Korea Electric Power Corp has ruled out buying Toshiba’s controlling stake in Westinghouse, but confirmed it is interested in joining the NuGen consortium that is planning to build a new UK nuclear plant.
The decision by the South Korean state-run utility is a blow to Toshiba’s efforts to find a buyer for its troubled US nuclear subsidiary as the Japanese conglomerate grapples with the worst financial crisis in its history.
Cho Hwan-eik, Kepco’s president, told reporters on Wednesday: “We have no plan to acquire Toshiba’s stake [in Westinghouse] . . . there is no role for us there”.
Kepco had been seen by industry experts as the only potential acquirer of Westinghouse that would be acceptable from a national security perspective. Analysts note that prospective suitors from China and Russia risk being blocked by the US and the UK, while other possible bidders including Mitsubishi Heavy Industries and Hitachi have already ruled themselves out.

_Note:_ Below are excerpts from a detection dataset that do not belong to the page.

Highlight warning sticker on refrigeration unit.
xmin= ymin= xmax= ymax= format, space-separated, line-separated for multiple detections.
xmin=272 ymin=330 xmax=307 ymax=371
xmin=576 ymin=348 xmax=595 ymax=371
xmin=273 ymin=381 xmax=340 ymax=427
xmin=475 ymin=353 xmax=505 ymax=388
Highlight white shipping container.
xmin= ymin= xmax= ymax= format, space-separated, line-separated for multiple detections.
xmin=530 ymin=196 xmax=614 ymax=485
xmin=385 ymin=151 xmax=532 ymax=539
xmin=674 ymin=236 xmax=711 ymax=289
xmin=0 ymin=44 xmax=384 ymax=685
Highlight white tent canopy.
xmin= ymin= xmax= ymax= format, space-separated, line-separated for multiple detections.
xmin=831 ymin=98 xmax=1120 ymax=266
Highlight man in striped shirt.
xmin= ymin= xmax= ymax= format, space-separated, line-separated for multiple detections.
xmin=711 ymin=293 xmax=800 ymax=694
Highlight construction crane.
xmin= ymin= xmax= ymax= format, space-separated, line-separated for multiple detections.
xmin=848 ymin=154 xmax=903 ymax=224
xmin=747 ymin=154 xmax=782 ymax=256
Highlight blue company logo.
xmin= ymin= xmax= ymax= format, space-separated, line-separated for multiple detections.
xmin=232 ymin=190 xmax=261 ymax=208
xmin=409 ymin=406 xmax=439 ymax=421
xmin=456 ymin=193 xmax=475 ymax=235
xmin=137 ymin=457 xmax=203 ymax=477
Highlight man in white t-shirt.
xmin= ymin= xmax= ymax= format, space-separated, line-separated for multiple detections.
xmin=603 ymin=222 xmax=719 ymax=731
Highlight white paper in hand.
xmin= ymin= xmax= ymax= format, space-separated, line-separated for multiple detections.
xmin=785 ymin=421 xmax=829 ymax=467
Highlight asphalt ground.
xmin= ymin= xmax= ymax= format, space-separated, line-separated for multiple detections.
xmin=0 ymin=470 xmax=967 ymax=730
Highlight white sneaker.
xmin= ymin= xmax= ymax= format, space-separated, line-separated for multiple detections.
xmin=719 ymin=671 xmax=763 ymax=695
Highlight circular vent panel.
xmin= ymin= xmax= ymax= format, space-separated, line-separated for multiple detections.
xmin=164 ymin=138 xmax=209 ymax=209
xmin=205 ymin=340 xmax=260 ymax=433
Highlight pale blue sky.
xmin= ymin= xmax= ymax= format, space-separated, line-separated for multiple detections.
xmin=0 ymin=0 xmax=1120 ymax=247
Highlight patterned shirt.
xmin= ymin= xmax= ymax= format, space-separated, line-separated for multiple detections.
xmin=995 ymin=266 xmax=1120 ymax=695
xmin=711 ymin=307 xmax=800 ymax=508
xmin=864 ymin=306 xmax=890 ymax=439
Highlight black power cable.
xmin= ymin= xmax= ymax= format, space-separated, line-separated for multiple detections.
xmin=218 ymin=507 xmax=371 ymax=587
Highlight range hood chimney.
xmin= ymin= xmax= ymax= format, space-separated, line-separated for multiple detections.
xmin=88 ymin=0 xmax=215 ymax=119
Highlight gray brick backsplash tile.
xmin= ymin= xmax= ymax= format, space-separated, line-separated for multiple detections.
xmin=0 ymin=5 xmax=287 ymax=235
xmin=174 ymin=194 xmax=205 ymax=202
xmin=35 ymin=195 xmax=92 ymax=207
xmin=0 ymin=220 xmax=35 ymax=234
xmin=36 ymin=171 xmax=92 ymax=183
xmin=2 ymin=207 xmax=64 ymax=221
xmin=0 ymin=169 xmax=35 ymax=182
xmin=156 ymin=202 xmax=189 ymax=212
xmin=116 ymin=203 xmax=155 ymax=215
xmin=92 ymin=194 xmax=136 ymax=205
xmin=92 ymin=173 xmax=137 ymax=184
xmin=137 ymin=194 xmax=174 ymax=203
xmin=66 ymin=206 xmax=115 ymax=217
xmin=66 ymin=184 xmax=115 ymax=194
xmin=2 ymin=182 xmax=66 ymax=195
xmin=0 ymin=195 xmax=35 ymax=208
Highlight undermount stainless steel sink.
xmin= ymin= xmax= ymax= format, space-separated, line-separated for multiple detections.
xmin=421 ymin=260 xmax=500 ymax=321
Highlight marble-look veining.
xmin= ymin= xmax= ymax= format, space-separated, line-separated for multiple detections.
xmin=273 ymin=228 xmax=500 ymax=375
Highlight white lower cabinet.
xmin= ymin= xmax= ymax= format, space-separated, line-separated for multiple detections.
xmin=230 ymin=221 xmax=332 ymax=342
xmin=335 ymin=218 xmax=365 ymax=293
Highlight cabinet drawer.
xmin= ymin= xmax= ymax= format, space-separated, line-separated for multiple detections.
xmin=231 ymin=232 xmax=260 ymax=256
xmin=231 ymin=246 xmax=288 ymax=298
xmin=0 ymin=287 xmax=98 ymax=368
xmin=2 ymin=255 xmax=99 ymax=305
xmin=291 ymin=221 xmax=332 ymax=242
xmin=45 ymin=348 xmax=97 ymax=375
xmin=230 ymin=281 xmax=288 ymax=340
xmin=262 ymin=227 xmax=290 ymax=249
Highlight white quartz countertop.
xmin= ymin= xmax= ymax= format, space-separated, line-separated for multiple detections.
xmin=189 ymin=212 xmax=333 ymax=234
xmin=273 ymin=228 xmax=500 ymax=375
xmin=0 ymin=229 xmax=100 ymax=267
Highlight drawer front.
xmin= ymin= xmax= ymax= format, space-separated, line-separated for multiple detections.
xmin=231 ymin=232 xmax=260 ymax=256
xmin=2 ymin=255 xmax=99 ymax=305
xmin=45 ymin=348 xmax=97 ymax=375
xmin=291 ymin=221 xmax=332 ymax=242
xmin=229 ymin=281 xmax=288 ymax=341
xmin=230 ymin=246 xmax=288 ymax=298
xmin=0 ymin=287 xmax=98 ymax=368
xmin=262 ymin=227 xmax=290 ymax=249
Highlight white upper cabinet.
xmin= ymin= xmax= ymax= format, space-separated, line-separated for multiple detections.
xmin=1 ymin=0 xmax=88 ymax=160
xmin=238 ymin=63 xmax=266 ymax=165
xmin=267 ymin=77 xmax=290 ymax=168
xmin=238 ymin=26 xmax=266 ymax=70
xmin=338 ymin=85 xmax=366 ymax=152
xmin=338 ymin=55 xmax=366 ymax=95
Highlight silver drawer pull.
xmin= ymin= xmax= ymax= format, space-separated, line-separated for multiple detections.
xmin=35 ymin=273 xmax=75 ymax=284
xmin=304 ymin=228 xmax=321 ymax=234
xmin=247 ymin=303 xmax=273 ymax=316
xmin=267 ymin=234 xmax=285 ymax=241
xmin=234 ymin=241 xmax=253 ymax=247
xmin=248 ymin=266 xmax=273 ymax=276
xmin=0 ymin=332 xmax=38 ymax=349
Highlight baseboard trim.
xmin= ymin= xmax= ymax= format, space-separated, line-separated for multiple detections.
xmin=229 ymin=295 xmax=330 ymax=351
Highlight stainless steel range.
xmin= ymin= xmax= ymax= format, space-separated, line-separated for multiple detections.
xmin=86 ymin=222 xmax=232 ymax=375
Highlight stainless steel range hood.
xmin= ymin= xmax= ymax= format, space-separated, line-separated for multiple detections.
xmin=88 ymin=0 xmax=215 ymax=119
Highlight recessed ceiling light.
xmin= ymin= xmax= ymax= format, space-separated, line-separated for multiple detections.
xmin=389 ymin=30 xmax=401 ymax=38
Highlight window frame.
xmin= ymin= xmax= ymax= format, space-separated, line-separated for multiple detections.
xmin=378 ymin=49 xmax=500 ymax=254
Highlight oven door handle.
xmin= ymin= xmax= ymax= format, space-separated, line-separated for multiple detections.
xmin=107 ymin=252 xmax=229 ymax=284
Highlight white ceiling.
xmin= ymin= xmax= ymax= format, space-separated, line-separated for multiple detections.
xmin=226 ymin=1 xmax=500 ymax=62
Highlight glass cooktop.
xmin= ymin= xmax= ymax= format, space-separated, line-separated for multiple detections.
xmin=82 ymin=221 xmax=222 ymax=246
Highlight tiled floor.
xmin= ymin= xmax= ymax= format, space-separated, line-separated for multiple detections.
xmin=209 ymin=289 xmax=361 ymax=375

However, Mr Cho said that Kepco would be keen to take Toshiba’s 60 per cent stake in NuGen, pending more clarity on the sale conditions.
We have no plan to acquire Toshiba’s stake . . . there is no role for us there
“The basic sales structure has not been set yet although intense negotiations are going on between the UK and Japan. We will be the first to jump into the race once the sales conditions including debt and equity are decided,” he said.
Kepco has been in talks for months about investing in NuGen, according to people involved in the process, with Toshiba looking to scale back as part of its restructuring.
The South Korean company is keen to enter the UK nuclear market as part of a goal to become the world’s third-largest exporter of nuclear reactors by 2030.
It landed a breakthrough $20bn deal in 2009 to supply the United Arab Emirates with four reactors, but has failed to win a single commercial contract since, despite its reputation for cost competitiveness and reliability. Kepco now is eyeing potential nuclear deals in South Africa and Saudi Arabia, in addition to the UK project, aiming to sell six more reactors by 2020.
Many experts had thought Kepco would be interested in taking over Westinghouse, as a means to accelerating its expansion in the global nuclear market. Kepco previously has said it would review the possibility if it were approached by Toshiba.
Some analysts said the downturn in the nuclear sector — and mounting uncertainty over the true scale of the difficulties facing Westinghouse, following last month’s disclosure of a $6.3bn writedown — may have dimmed the appeal for Kepco of Toshiba’s US subsidiary.
“Global interest in building new reactors is decreasing, especially in advanced countries, and we don’t know how much further losses Westinghouse would incur,” said Suh Kyun-ryul, professor of atomic engineering at Seoul National University.
“Korea is hungry for more overseas work but it already has its own competitive technology. There are few incentives for Kepco to buy Westinghouse, given the huge financial risks involved.”